Pushing this even further, I would argue that we need to do more than simply multiply the narratives that allow us to produce Identities, that is to say we need to do more than multiply /pp. 5-6/ histories or even Histories. We should question instead the very structural logic that guides our production of these individual narratives as well as the logic by which we make them fit into a larger narrative frame. In this sense, it is not enough to allow for the proliferation of a larger number of narratives; we must also pay attention to (and explore) new modes of narrativity-a work which has been done mostly through philosophical reflection but also-and I would suggest often more successfully-through poetic or literary experimentation. The idea is thus not only to allow for the production of more histories or Histories of feminism, or for the production of new revolutionary ones (the modernist temptation). Rather, we should irreverently divert the narratives with which we are already familiar from their assigned end, an end which, more often than not, has had to do with the construction of an identity. This may mean, for example, allowing for difference not within but from History as a narrative genre.

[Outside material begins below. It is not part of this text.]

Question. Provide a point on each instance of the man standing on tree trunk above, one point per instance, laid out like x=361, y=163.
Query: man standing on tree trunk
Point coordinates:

Here we may not be far from the call, made by Karin Cope and Alessandra Tanesini, that we pay attention to the question of ethics and politics, without waiting first for the "metaphysical" question of identity to be solved. At the same time, we should consider whether feminism must start thinking about this question of identities by paying attention to the "common sense" versions of feminism held by women who refuse to identify themselves as feminists, that is, start paying attention to a cluster of small narratives which do not fear contradiction. It may not be an uninteresting approach; it may map for us the kind of logic that is involved when one disregards-rather than attempts to "move beyond"-identity as a construct, refuses to go by an Idea of feminism, choosing instead to pay attention to the more urgent issues of ethics and politics.

/p. 6/




NOTES

1. Feminism Beside Itself, ed. Diane Elam and Robyn Wiegman (New York and London: Routledge, 1995) p. 187.

2. Sabina Sawhney, « Authenticiy is Such a Drag » in Feminism Beside Itself, p. 205.

3. Here I am making an argument suggested to me by my reading of Bill Readings' book on the question of the university, The University in Ruins (Cambridge MA: Harvard University Press, 1996).